My Wrongest Post of 2008: A Transparent Disaster

December 29, 2008 by Craig Stoltz 

I take pride in not only admitting mistakes, but making them. In fact, I carry this old [paper!] news clipping in my wallet:

“If you’re not failing enough, you’re not trying hard enough,” said Richard Holden, product manager for Google’s Adwords service. . .”The stigma [for failure] is less [at Google] because we staff projects leanly and encourage them to just move, move, move. If it doesn’t work, move on.”

And so I’m here to call direct attention to my most dead-from-the-neck-up incorrect, thoroughly wrong-headed post of 2008: “Election08: A Transparent Disaster.
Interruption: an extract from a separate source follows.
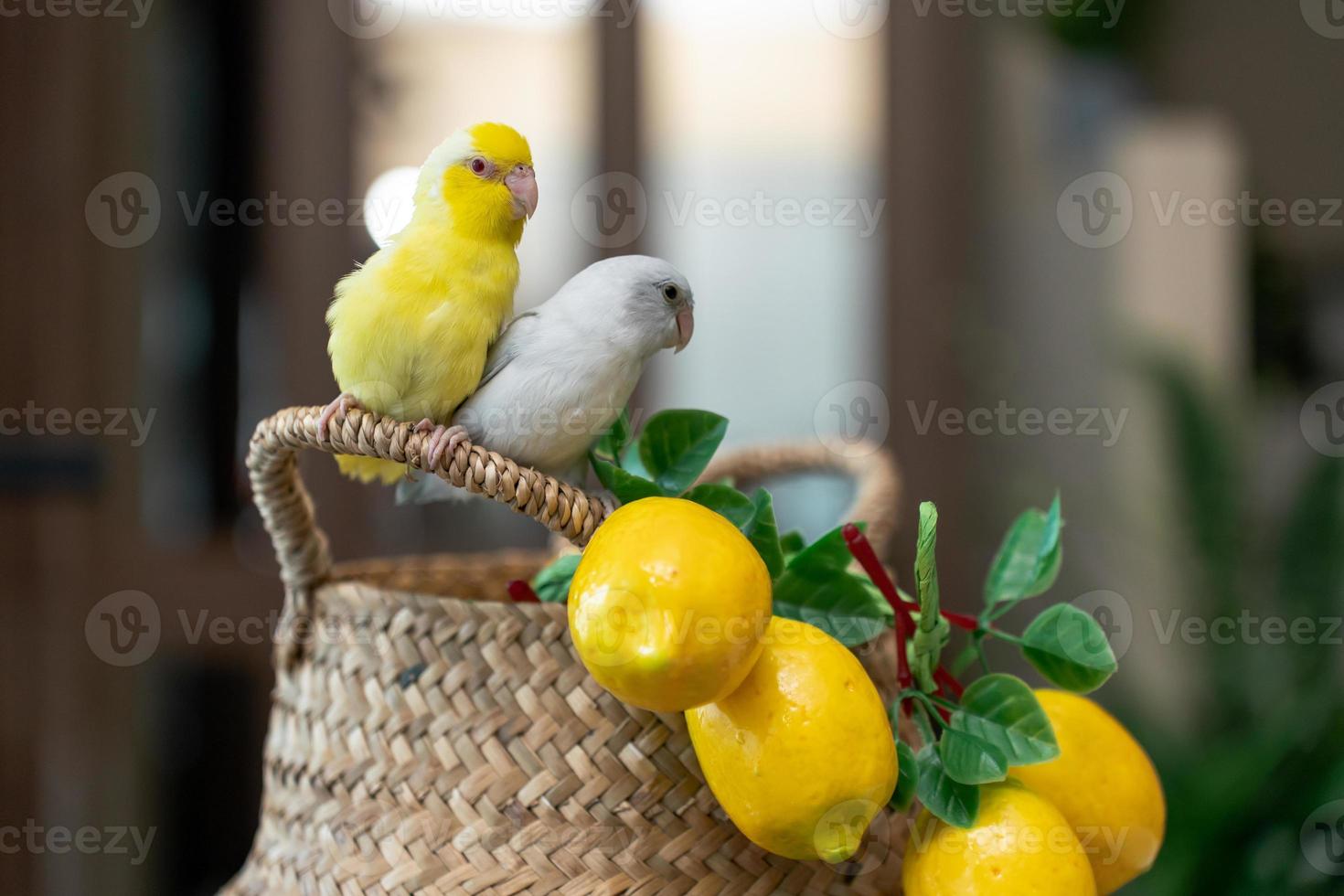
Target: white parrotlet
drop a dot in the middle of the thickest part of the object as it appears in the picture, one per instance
(560, 374)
In it I argued that, due to the proliferation of social media tools that allow people to create and publish videos, pictures and brief text reports of goings-on at the polls on election day, the election would collapse under the weight of all that citizen reportage. It would tie up results in some places for weeks, I argued.

I forecast this with the nuanced prose style I have been honing my entire life. Wrote I:

I predict a paralyzing info hell as a rickety, distributed, incoherent, often incompetent, long-invisible voting system is exposed to the harsh light of Twitter, Flickr, YouTube, FaceBook, iReports, youReports, themReports, cell photos, almost-real-time blog postings and whatever self-interested data-motes are broadcast by, um, legit journalists on the national networks on TV and online.

I predict legal intervention, litigation and a long postponement of official results.

As anyone who has not been sequestered in a warehouse full of Minnesota ballots for the past two months knows, none of the above came to pass. Not even close.

The two biggest efforts, in fact, suggest that the proliferation of those tools made the election more efficient, not less.

Problems were captured and reported on by CNN. But in many cases it appears the problems were reported in local election officials who actually may have responded to correct, control or at least explain the problems.

Ditto a big effort called Twitter Vote Report, an initiative sponsored by a bunch of large (though mostly progressive) organizations.

In no case could I find an example of the reports being used to disputeĀ  results. I remain surprised. After so many reports of voter intimidation and official incompetence in 2000 in Florida, I couldn’t imagine how those alleged events would not have been captured in real time and the data used to litigate close elections.

Even the recount of the extremely close Senate election between comedians Norm Coleman and Al Franken has been handled with such admirable transparency that no question of election day mischief has come into play.

So: Mea culpa. Mea freakin’ culpa. I was wrong.

I would vouch that I’ll be careful not to repeat that kind of transparent blogging disaster in 2009. But that itself would be another blatant mistake.

After all, if I don’t fail enough, that would mean I’m not trying hard enough.

Comments

2 Responses to “My Wrongest Post of 2008: A Transparent Disaster”

  1. Kamna Narain on December 30th, 2008 1:15 pm

    I commend your transparency in writing/posting this. Shows character, intelligence, professionalism - in short, ingredients for success!

  2. Craig Stoltz on December 31st, 2008 12:52 pm

    Thanks, Kamna! Can I put this on my resume?